It’s part of the folklore of Nevada that Richard Bryan decided his life’s goal in his teens—to be elected governor. He overshot his mark a bit, serving a term and a half as governor and then two terms as U.S. senator. He was at the Nevada Legislature this week, where he once gave “state of the state” addresses, this time wearing a lobbyist badge on behalf of his law firm, Lionel Sawyer and Collins.
What are you doing here?
You know, I just came up here. Lionel Sawyer and Collins registered for a number of clients, and I came on up for a day or two just to kind of see what was happening. You can’t keep an old war horse away from where the field of action is, and right now, it’s here in Carson City.
That sounds awfully aw-shucks. What, specifically, are you lobbying on?
Not really lobbying on anything right now. Just here [to] see what happens. You know, in this kind of environment when no legislative session has ever faced such a daunting financial challenge, and this is a prelude to the 2011 session, which will be almost an insurmountable obstacle to fill what could be a $3 billion shortfall … You know, I’ve got a lot of sympathy for the legislature. They’re not the ones that caused a national recession that affects us, but it’s going to be a very difficult thing for them to do.
You said you left the Senate in part because you wanted to spend more time with your family. Did it work out?
I did. I’ve been able to spend a lot of time. Last night I was with two of my grandkids, went down and watched batting practice. One of them has tryouts this weekend. I wouldn’t have been able to do that. Spent the night with Leslie, our daughter, and two of the grandkids.

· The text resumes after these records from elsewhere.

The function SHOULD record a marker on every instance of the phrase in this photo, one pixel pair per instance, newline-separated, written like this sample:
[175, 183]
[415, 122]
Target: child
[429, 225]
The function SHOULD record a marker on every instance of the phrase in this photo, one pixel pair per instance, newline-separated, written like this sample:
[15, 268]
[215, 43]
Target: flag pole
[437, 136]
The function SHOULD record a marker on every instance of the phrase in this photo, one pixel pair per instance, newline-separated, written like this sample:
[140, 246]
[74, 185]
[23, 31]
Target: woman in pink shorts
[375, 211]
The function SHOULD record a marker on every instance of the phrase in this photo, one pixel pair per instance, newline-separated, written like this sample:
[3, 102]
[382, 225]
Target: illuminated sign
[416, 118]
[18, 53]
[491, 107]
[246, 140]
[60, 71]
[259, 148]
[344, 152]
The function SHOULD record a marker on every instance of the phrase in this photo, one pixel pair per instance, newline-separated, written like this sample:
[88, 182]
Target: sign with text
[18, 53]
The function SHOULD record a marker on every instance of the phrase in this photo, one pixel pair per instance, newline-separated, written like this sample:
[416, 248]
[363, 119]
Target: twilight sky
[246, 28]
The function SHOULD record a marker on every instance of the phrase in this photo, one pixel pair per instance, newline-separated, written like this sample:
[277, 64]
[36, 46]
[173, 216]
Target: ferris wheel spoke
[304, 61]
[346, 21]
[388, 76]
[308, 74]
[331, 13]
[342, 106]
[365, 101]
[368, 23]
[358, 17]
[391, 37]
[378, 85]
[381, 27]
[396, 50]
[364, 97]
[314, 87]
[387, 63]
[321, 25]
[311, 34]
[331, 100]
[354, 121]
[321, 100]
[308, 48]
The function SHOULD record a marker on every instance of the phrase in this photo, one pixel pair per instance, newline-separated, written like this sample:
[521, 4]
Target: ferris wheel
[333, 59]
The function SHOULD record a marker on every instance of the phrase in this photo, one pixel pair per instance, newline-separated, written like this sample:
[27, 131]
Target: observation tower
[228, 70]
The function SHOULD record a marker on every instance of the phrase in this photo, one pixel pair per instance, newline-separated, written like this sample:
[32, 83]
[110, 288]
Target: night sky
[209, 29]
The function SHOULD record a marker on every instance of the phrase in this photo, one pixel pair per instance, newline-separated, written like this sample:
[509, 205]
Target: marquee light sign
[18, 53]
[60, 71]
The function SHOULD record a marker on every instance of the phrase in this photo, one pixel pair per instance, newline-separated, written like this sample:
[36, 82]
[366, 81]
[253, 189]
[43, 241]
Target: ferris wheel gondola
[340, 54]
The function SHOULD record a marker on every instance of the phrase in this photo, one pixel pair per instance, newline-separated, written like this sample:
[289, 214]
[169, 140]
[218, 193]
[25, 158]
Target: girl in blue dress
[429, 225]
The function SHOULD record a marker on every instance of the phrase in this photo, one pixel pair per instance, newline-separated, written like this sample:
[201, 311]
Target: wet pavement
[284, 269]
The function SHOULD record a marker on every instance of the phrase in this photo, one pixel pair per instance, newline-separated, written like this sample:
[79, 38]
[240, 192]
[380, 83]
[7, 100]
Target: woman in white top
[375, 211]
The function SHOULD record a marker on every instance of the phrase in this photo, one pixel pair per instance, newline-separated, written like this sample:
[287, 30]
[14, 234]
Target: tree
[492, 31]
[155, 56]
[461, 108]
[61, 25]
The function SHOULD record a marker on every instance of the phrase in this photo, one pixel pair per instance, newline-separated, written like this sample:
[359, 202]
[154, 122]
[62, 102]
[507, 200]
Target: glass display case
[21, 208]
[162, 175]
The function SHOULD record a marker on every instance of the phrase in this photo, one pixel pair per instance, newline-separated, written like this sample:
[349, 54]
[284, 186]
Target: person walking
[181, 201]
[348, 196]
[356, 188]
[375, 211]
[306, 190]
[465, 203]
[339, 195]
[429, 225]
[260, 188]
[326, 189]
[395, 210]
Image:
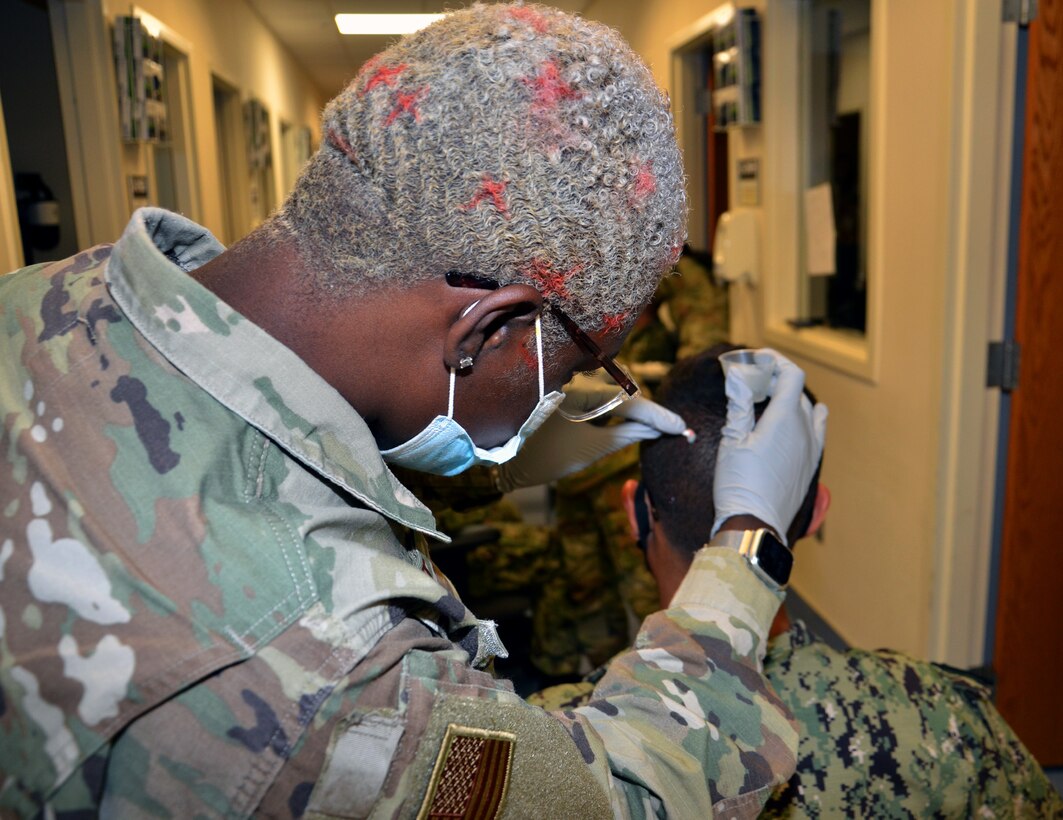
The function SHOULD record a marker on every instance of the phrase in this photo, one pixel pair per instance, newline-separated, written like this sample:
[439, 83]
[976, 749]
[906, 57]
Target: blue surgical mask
[444, 447]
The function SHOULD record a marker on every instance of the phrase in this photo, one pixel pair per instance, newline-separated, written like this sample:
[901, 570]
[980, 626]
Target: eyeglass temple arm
[589, 347]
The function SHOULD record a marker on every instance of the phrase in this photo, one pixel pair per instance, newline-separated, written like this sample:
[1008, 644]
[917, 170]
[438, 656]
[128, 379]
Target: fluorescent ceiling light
[384, 23]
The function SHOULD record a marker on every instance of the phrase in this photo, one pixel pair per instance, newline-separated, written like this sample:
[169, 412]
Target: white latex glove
[764, 469]
[561, 447]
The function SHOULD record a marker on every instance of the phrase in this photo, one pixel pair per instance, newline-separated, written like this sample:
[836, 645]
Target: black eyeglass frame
[456, 279]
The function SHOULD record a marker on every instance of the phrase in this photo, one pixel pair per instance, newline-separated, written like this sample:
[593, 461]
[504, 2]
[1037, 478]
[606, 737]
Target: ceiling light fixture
[384, 23]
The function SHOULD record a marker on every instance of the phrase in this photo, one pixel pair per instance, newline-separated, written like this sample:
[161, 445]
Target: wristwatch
[769, 557]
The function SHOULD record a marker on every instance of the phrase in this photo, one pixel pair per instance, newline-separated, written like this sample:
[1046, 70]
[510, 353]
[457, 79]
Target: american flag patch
[471, 774]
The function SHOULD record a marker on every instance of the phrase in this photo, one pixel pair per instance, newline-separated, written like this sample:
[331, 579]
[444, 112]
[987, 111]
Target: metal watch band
[768, 556]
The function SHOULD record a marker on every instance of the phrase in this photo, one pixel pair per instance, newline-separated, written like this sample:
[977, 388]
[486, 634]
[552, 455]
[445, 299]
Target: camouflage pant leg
[635, 583]
[555, 648]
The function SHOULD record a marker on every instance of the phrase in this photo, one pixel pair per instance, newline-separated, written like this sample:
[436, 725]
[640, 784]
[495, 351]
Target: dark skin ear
[491, 320]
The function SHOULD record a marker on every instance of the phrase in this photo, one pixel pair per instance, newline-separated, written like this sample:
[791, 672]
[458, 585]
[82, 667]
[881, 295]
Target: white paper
[820, 234]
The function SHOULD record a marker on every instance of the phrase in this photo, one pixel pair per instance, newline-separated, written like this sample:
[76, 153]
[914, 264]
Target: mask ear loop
[450, 395]
[538, 346]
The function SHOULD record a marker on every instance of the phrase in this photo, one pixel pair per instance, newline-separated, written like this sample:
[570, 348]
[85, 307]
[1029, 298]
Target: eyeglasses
[574, 408]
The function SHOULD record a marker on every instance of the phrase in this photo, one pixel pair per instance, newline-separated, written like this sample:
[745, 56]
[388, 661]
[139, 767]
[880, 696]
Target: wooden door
[1028, 654]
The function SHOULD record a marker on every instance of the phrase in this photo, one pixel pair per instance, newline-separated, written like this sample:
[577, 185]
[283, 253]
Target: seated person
[881, 734]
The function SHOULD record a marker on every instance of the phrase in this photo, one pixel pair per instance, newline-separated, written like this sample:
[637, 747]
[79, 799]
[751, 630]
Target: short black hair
[678, 475]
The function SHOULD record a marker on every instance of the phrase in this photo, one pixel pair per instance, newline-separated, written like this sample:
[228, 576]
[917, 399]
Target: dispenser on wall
[736, 252]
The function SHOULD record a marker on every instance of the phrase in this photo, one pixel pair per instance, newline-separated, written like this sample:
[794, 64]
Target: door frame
[11, 237]
[982, 100]
[88, 101]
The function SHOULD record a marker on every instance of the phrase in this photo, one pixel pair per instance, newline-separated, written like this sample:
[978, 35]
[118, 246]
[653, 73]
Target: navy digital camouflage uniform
[215, 598]
[884, 735]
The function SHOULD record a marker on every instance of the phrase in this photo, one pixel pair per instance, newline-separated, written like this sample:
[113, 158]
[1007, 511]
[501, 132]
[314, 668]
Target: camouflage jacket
[884, 735]
[213, 602]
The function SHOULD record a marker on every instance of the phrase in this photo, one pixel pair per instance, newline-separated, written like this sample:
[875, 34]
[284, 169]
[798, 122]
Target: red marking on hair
[491, 189]
[338, 140]
[549, 88]
[614, 322]
[645, 182]
[404, 102]
[384, 76]
[550, 282]
[532, 17]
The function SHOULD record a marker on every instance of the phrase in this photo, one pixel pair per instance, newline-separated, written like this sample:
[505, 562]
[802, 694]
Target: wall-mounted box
[736, 70]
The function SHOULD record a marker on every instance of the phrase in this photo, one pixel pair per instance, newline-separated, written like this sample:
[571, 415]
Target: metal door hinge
[703, 101]
[1001, 369]
[1023, 12]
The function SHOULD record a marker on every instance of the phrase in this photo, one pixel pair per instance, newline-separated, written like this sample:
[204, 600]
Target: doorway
[29, 87]
[232, 160]
[1027, 656]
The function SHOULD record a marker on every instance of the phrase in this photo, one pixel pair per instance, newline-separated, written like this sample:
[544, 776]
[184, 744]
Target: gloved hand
[764, 468]
[561, 447]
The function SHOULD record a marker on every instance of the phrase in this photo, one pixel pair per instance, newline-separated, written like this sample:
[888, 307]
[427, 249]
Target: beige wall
[231, 40]
[877, 572]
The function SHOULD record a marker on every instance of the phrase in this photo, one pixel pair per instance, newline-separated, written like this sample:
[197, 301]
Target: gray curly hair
[516, 143]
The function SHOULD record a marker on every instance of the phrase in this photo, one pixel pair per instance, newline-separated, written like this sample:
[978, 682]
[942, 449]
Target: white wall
[877, 573]
[231, 40]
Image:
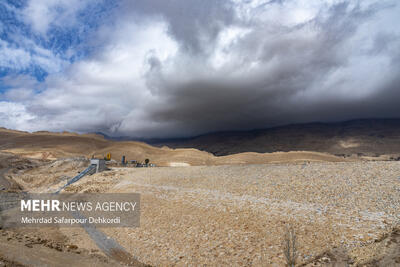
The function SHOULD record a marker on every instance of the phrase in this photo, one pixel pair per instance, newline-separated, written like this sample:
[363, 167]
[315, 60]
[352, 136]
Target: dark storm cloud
[179, 68]
[273, 94]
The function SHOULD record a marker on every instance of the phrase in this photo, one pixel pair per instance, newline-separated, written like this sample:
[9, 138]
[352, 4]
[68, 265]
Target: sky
[178, 68]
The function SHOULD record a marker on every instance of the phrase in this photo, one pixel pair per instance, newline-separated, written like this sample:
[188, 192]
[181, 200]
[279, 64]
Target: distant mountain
[366, 137]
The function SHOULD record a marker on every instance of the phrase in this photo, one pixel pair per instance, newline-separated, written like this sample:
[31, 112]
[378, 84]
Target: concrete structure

There are some people who would say you got out of the Senate just in time. Things are incredibly polarized back there.
Yes. I think that’s right. I think my timing was good. I’ve never had any regrets. I was back there in Washington on Monday for a client. … [T]he dysfunctional nature of what’s happening back there I find troubling as a citizen. Putting aside what your partisan views may be, that doesn’t bode well. And the polarized extremes make those in each party who are talking about compromise persona non grata. The only way that you can accomplish something in a legislative body, where there is a wide difference of opinion, is try to compromise, and that is kind of moving to the political center. The dynamics in both political parties are pushing in just that opposite direction. You see that, for example, in John McCain’s [Arizona reelection] campaign. He is facing somebody from much further to the right. … And positions which he has historically adopted as reasonable middle of the road, he is now rejecting as he is trying to protect himself. And that’s happening, you know, across—
And here, too.
And here, too.
What do you think of that? You’d think that where the scale is smaller here in the Legislature, where people deal with each other face to face, that we could avoid that.
Yes. I don’t think it’s anywhere near as bad as it is in D.C., but clearly what you have is an ideological battle within the Republican Party for its heart and soul. Those that represent … the Tea Party or further to the political right are I think more interested in establishing purity of principle than they are in achieving a result. The pragmatic Republicans—I would include Senator Raggio and others in this category—who are conservative by any fair standard, but recognize that you’ve got to reach some kind of consensus, those people are outflanked today by those who care less about results that they do reaffirming the ideological purity to whatever the standard is that is adopted as, quote, the conservative position.